In between the transgressive and maddening Mexican cult horror items The Mansion of Madness and Alucarda, Juan Lopez Moctezuma generated this unusual but solid twist on the female vampire subgenre that had been taking shape in the mid-1970s, Mary, Mary, Bloody Mary.  Though it doesn’t quite reach the insane shrieking heights of those two films, it does manage to offer a fresh spin on the vampire mythos, downplaying the supernatural elements with some surprises even I wasn’t expecting. 

Starring Cristina Ferrare in her only leading role in a film to date before a long career in television, the film zeroes in on a bisexual female vampire who maintains her eternal beauty by stabbing the necks of her victims before sucking their blood dry.  Contrary to the usual femme fatale lady vampire films however, the plot thickens when her car breaks down in a Mexican village and the hunter finds herself becoming the hunted when a mysterious masked man begins offing people near her right and left before turning his sights on her.
Hastily rescued from oblivion by Code Red, Mary, Mary, Bloody Mary bears the distinction of being a largely English language film set within Mexico with many of the cultural festivities and scenic locations on full display including action scenes staged within a parade.  Some sequences play out unsubtitled in Spanish on the Code Red disc but overall this English language story written by Dark Shadows and Night Gallery screenwriter Malcolm Mamorstein is relatively easy to follow.  In addition to Ferrare, the film boasts the ensemble casting talents of David Young and John Carradine.  Performances are fine but this is mostly a film which rests on Ferrare who makes the character appear vulnerable but in actuality is very dangerous.

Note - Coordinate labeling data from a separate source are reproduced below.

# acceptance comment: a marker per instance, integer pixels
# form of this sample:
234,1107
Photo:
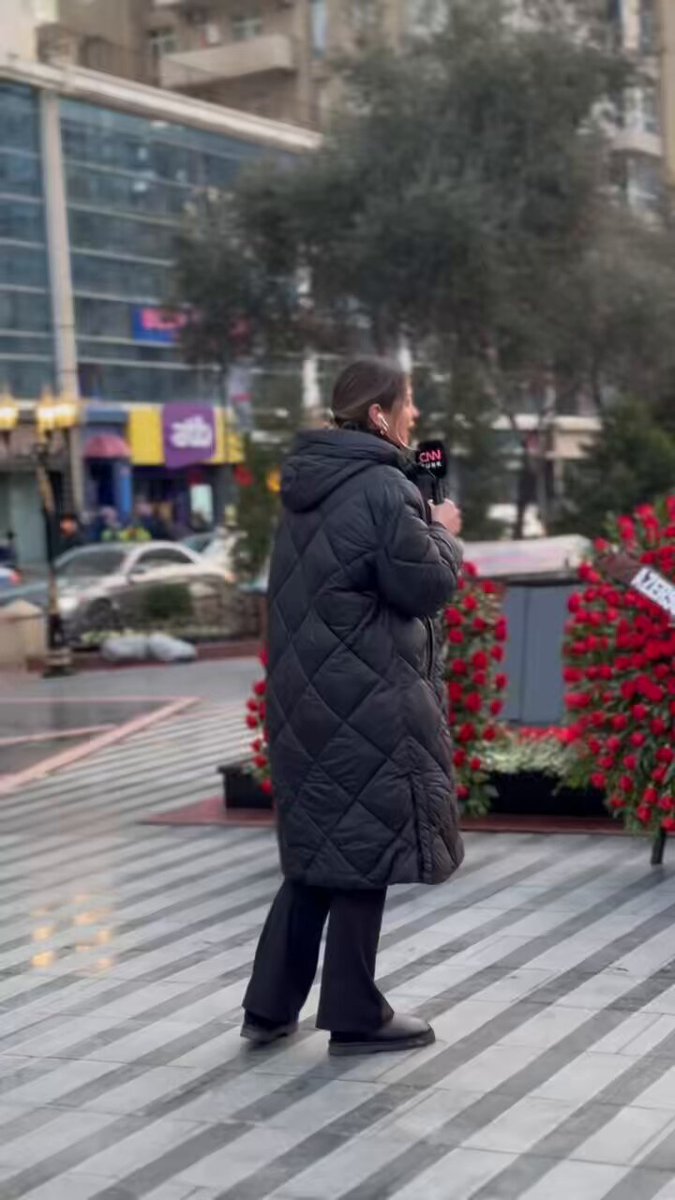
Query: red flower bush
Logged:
620,676
476,630
256,715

For awhile this film had the most cultural exposure, being an American and Mexican co-production with a distinctive auteur behind the camera.  With the release of his nunsploitation epic Alucarda, Mary, Mary, Bloody Mary faded from the public eye before lingering in public domain purgatory on less than stellar DVD disc releases.  This new edition released on blu-ray by Code Red isn’t perfect with many scratches and blemishes throughout as well as a darkened print, but it gets the job done.  As a Moctezuma film it doesn’t plunge the Satanic depths of Alucarda but on its own terms is a decent vampire thriller which turns many of the tables on familiar genre tropes.